Life Insurance lawyers have to know this case. It is an opinion that has been discussed here recently. The opinion was issued on November 10, 2021, by the United States Fifth Circuit and is styled, Mirna Guzman v. Allstate Assurance Company.
Saul Guzman died after suffering a seizure at age 28. Mirna, his wife and beneficiary file to collect on a life insurance policy issued by Allstate. Allstate denied the claim. A lawsuit was filed and the local district court granted summary judgment in favor of Allstate. This Court reverses that decision.
When applying for the insurance policy, Saul disclosed his history of seizures but denied using tobacco or nicotine products.
After Saul’s death, Allstate obtained medical records regarding Saul and most of the records described Saul as a smoker. Allstate claims that if Saul was a smoker that the policy would not have issued.
Mirna sued for violations of the Texas DTPA and for violations of Texas Insurance Code, Section 542.003.
The district court granted Allstate’s motion determining that there was no genuine dispute of material fact as to whether Saul made (1) a representation; (2) of a material fact; (3) that was false; and (4) upon which Allstate relied.
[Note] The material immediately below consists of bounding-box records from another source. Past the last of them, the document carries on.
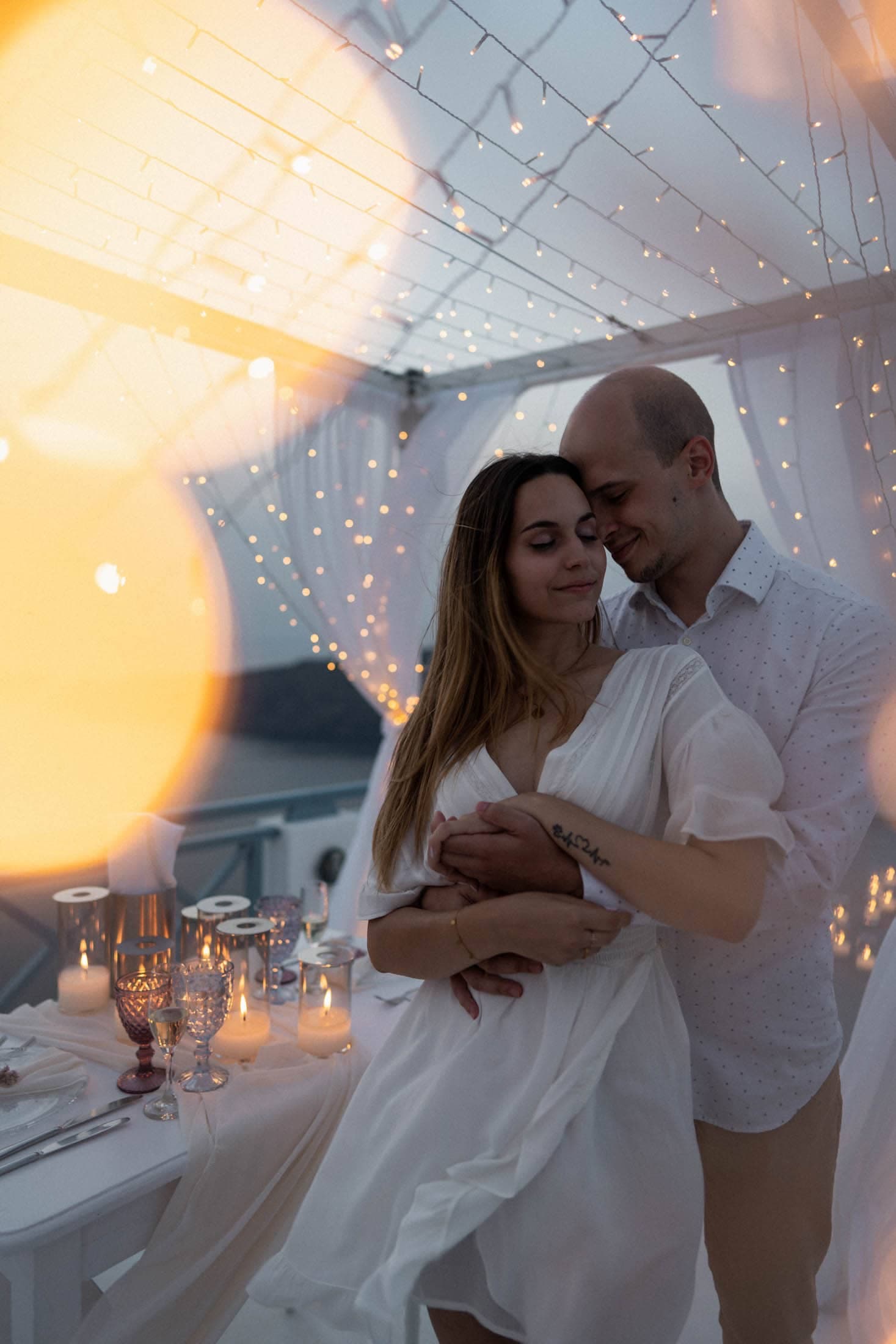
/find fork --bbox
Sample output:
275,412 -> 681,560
0,1036 -> 38,1055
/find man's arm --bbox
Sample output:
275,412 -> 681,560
766,604 -> 896,914
442,809 -> 581,896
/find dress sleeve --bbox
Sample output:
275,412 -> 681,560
662,657 -> 794,855
357,831 -> 447,919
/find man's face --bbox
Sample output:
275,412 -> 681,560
560,391 -> 690,583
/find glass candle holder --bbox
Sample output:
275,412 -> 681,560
298,948 -> 355,1059
180,906 -> 202,961
170,957 -> 234,1091
53,887 -> 110,1013
257,888 -> 305,1004
830,922 -> 853,959
109,887 -> 177,989
215,916 -> 271,1061
115,972 -> 170,1093
114,934 -> 175,984
196,896 -> 251,957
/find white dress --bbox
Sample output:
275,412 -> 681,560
249,645 -> 793,1344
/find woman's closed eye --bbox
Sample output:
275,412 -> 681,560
531,532 -> 599,551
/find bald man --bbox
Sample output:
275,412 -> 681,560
427,368 -> 896,1344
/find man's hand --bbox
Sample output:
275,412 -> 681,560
451,952 -> 544,1021
430,801 -> 581,896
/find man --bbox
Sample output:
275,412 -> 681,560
427,368 -> 896,1344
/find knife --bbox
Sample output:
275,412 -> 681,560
0,1116 -> 130,1176
0,1093 -> 142,1160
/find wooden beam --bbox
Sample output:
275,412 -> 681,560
424,274 -> 896,392
0,234 -> 402,392
799,0 -> 896,159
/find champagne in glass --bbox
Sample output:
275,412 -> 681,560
302,882 -> 329,942
149,1008 -> 187,1051
144,1005 -> 187,1120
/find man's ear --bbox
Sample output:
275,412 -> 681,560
681,434 -> 716,486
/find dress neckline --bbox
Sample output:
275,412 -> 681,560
483,649 -> 644,795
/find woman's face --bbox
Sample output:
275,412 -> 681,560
505,475 -> 607,625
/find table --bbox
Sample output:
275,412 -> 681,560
0,990 -> 403,1344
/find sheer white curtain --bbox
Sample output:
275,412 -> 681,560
327,382 -> 520,927
726,304 -> 896,614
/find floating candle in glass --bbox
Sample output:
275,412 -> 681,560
53,887 -> 109,1013
830,925 -> 853,957
856,942 -> 875,970
298,946 -> 355,1057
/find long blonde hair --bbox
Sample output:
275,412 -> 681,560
373,453 -> 598,889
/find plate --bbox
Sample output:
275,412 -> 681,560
0,1044 -> 87,1138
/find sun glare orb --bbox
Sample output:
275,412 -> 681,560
247,355 -> 274,378
0,444 -> 230,875
93,560 -> 128,593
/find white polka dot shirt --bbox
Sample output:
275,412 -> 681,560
607,523 -> 896,1131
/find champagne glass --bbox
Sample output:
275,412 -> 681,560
302,882 -> 329,943
144,999 -> 187,1120
170,957 -> 234,1091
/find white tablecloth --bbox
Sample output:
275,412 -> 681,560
0,973 -> 411,1344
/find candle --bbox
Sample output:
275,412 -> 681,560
830,925 -> 853,957
298,989 -> 352,1059
215,995 -> 270,1059
56,952 -> 109,1013
856,942 -> 875,970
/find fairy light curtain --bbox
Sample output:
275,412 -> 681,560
727,304 -> 896,614
270,383 -> 519,926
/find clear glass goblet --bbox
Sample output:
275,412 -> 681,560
255,891 -> 305,1004
170,957 -> 234,1091
302,882 -> 329,943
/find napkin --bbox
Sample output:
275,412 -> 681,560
109,812 -> 186,896
0,1050 -> 87,1101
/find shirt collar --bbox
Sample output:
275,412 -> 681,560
628,519 -> 779,616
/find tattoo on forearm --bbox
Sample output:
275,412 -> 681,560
552,821 -> 610,868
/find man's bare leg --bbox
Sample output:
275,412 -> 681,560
427,1306 -> 515,1344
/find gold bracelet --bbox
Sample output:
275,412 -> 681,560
451,910 -> 477,963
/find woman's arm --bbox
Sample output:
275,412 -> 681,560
430,793 -> 766,942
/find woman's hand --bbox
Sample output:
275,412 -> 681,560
426,812 -> 501,882
494,891 -> 632,966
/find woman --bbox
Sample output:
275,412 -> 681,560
250,455 -> 793,1344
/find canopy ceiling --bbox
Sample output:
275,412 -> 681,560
0,0 -> 896,400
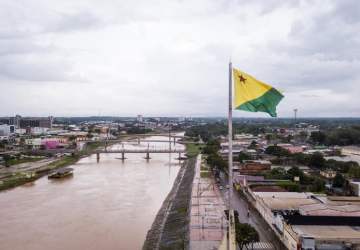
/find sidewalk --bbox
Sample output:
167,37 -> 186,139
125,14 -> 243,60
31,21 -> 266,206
190,155 -> 227,250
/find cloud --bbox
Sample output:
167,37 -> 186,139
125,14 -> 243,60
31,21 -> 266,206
0,0 -> 360,116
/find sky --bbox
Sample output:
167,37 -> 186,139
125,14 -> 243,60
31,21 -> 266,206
0,0 -> 360,117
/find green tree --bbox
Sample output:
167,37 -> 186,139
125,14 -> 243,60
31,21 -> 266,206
235,222 -> 259,249
248,141 -> 258,149
287,167 -> 304,183
310,177 -> 325,193
238,151 -> 251,162
333,173 -> 346,188
265,168 -> 289,180
265,145 -> 290,157
310,131 -> 326,145
348,165 -> 360,178
309,152 -> 325,169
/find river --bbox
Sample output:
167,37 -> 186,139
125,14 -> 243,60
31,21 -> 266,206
0,136 -> 182,250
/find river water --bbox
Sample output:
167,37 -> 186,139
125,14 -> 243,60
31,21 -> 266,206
0,137 -> 182,250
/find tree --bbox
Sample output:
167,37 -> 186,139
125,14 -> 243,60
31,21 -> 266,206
265,145 -> 290,157
333,173 -> 346,188
310,177 -> 325,192
265,168 -> 289,180
235,220 -> 259,249
310,131 -> 326,145
348,165 -> 360,178
248,141 -> 258,149
238,151 -> 251,163
309,152 -> 325,169
287,167 -> 304,183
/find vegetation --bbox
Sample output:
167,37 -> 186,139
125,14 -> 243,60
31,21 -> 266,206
235,215 -> 259,249
48,155 -> 79,169
264,167 -> 325,193
238,151 -> 251,163
186,143 -> 202,158
127,127 -> 152,134
310,125 -> 360,146
332,173 -> 346,188
3,155 -> 43,167
265,145 -> 290,157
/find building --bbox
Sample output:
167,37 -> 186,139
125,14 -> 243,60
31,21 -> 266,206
349,180 -> 360,196
136,115 -> 144,122
19,116 -> 53,128
0,115 -> 54,128
249,190 -> 360,250
341,146 -> 360,155
320,169 -> 337,179
239,160 -> 271,175
0,124 -> 15,136
277,143 -> 304,154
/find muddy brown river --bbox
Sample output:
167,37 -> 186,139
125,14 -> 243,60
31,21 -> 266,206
0,137 -> 182,250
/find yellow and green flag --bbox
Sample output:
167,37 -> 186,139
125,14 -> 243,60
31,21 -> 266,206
233,69 -> 284,117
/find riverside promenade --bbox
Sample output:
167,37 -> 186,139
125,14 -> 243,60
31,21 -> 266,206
190,155 -> 227,250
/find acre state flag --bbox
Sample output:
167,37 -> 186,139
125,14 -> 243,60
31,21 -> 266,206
233,68 -> 284,117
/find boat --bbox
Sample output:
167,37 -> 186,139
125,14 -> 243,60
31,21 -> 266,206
48,168 -> 74,179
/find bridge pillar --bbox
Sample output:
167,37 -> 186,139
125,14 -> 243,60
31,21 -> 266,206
145,151 -> 151,160
121,151 -> 126,160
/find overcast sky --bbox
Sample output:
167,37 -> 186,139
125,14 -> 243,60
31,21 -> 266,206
0,0 -> 360,117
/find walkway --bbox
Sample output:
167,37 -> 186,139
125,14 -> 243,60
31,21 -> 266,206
190,155 -> 227,250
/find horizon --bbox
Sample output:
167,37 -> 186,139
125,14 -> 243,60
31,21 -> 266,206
0,0 -> 360,117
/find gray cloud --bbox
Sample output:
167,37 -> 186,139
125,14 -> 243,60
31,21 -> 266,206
0,0 -> 360,116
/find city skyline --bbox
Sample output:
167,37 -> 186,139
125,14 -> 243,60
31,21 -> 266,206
0,0 -> 360,118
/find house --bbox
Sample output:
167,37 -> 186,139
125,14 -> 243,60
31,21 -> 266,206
239,160 -> 271,175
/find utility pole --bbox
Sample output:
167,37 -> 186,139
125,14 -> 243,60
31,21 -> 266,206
294,109 -> 298,125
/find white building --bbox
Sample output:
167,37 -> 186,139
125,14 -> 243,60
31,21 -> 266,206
136,115 -> 143,122
0,124 -> 15,136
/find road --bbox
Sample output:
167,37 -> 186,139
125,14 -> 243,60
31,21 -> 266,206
219,173 -> 283,249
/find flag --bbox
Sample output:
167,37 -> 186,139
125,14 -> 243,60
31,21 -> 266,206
233,68 -> 284,117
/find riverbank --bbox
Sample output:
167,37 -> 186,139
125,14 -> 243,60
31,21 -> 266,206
0,142 -> 114,191
143,157 -> 196,250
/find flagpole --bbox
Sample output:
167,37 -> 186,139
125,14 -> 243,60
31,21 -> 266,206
227,61 -> 234,250
228,62 -> 233,211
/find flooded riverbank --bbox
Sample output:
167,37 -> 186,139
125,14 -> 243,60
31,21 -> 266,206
0,137 -> 182,250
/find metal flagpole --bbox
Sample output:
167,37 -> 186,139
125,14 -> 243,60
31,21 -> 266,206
228,62 -> 233,214
227,62 -> 236,250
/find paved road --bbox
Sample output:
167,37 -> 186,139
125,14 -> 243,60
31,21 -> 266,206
220,174 -> 273,242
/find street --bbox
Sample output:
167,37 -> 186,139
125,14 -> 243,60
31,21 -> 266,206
218,172 -> 282,249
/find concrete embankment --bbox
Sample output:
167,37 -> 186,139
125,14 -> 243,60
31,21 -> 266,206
143,157 -> 196,250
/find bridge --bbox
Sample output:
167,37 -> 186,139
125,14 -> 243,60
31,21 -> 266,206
79,137 -> 204,144
95,147 -> 186,161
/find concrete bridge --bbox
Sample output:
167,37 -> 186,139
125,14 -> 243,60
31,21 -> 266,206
95,147 -> 186,161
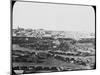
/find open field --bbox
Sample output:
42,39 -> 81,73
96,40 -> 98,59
12,38 -> 95,73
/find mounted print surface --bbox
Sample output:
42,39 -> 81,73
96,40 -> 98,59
11,0 -> 96,75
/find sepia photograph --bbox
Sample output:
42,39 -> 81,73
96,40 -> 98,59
11,0 -> 96,75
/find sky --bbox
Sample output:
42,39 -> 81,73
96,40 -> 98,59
13,2 -> 95,33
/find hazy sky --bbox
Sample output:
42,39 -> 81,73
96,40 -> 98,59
13,2 -> 95,32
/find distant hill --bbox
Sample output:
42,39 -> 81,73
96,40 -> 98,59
13,28 -> 95,40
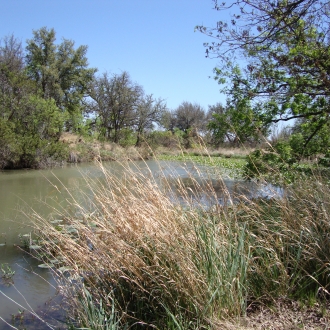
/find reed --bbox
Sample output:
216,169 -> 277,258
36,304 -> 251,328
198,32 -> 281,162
33,159 -> 330,329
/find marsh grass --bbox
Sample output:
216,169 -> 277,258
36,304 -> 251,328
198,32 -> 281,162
29,159 -> 330,329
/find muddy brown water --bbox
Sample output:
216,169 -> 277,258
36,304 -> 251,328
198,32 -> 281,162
0,161 -> 279,330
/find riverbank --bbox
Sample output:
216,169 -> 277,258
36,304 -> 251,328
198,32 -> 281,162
26,159 -> 330,329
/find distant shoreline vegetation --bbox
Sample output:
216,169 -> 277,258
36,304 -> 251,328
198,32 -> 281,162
0,27 -> 330,176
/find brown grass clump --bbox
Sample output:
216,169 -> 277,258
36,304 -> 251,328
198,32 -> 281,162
34,159 -> 330,329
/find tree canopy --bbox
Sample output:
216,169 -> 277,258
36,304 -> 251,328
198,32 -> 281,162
196,0 -> 330,156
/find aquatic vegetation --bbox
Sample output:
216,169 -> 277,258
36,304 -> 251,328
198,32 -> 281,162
28,159 -> 330,329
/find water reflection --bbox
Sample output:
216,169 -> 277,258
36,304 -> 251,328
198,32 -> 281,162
0,161 -> 283,329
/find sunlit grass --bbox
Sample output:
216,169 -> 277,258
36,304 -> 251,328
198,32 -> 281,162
27,156 -> 330,329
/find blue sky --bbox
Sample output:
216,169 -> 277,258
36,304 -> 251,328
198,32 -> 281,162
0,0 -> 225,109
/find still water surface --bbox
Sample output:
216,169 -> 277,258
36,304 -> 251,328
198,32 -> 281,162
0,161 -> 280,329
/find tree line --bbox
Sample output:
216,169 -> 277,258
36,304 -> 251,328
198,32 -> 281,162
0,0 -> 330,173
0,27 -> 268,168
196,0 -> 330,170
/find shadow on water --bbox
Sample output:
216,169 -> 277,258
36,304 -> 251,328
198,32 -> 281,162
0,161 -> 284,330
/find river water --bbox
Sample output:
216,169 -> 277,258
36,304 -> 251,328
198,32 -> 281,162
0,161 -> 280,330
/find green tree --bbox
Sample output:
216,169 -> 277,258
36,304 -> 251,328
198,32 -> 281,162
89,71 -> 143,143
0,36 -> 66,168
135,94 -> 166,146
26,27 -> 96,130
197,0 -> 330,159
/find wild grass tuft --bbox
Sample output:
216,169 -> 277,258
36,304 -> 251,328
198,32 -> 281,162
30,159 -> 330,329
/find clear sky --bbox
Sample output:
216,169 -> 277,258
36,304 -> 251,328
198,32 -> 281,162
0,0 -> 225,110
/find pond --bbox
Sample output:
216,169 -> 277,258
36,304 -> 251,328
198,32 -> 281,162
0,161 -> 281,329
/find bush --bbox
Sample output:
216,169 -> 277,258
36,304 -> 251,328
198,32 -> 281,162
30,159 -> 330,329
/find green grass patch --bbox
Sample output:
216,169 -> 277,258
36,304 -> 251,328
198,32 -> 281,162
157,154 -> 247,179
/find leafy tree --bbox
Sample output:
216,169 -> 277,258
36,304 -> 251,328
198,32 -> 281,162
207,98 -> 269,146
174,101 -> 205,133
0,36 -> 66,168
135,94 -> 166,146
89,72 -> 143,143
160,109 -> 176,134
26,27 -> 96,129
197,0 -> 330,154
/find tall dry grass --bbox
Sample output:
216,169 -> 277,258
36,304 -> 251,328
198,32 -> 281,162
33,159 -> 330,329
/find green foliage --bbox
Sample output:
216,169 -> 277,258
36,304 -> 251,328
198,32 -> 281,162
26,27 -> 96,119
196,0 -> 330,160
In it’s analysis of this case the Court pointed out as follows:
Guzman made two tobacco-related representations on his insurance application. First, he denied being a “smoker.” Second, he denied that he had “ever used tobacco or nicotine.” A “misrepresentation” requires that one of these statements was false at the time the representation was made. If the answers to the questions in the application were untrue at the time they were given, the untrue answers
constituted misrepresentations. This misrepresentation must also be material. A representation is material if it actually induces the insurance company to assume the risk. The principal inquiry in determining materiality is whether the insurer would have accepted the risk if the true facts had been disclosed.
The district court erred in holding that there was no genuine issue of material fact about whether Guzman was a smoker at the time of his application. After noting Allstate’s evidence of Guzman’s medical records, the court turned to Mirna’s and Martha’s affidavits. The court determined that because the affidavits and deposition were “self-serving” they must be supported by other facts in the record. Finding none, the court held the evidence insufficient to create a fact issue. This was wrong for two reasons.
First, “self-serving” affidavits and depositions may create fact issues even if not supported by the rest of the record. Where self-interested affidavits are otherwise competent evidence, they may not be discounted just because they happen to be self-interested. Indeed, evidence proffered by one side to . . . defeat a motion for summary judgment will inevitably appear ‘self-serving.’ But self-serving evidence may not be discounted on that basis alone. How much weight to credit self interested evidence is a question of credibility, which judges may not evaluate at the summary judgment stage. Rather, self-serving evidence must only comport with the standard requirements of Federal Rule of Civil Procedure 56. Self-serving affidavits and declarations, like all summary judgment evidence, must “be made on personal knowledge, set out facts that would be admissible in evidence, and show that the affiant or declarant is competent to testify on the matters
stated.” And these facts must be particularized, not vague or conclusory.
When these requirements are met, self-serving evidence is sufficient to create a genuine issue of material fact. Conversely, when we have held self-serving affidavits or depositions insufficient to create a fact issue, it is because their contents were either conclusory, vague, or not based on personal knowledge.
Unlike in other cases, Plaintiff’s affidavits are competent summary judgment evidence. They are based on personal knowledge, set out facts that are admissible in evidence, are given by competent witnesses, and are particularized rather than vague or conclusory. The affiants testify about their personal experiences with Guzman. In her deposition and affidavit, Mirna claimed that Guzman was not a smoker; that she was often with Guzman and would know if he smoked; that she is “able to tell whether people use tobacco because they have a peculiar and specific smoke smell”; and that neither Guzman nor his belongings, including his clothes and truck, ever smelled like smoke. The other affiant made substantially similar claims in her own affidavit. Though self-serving, this testimony is sufficient to—and does—create a genuine dispute of material fact.
The Court then discussed how Allstate’s evidence was insufficient to meet it’s burden in a summary judgment.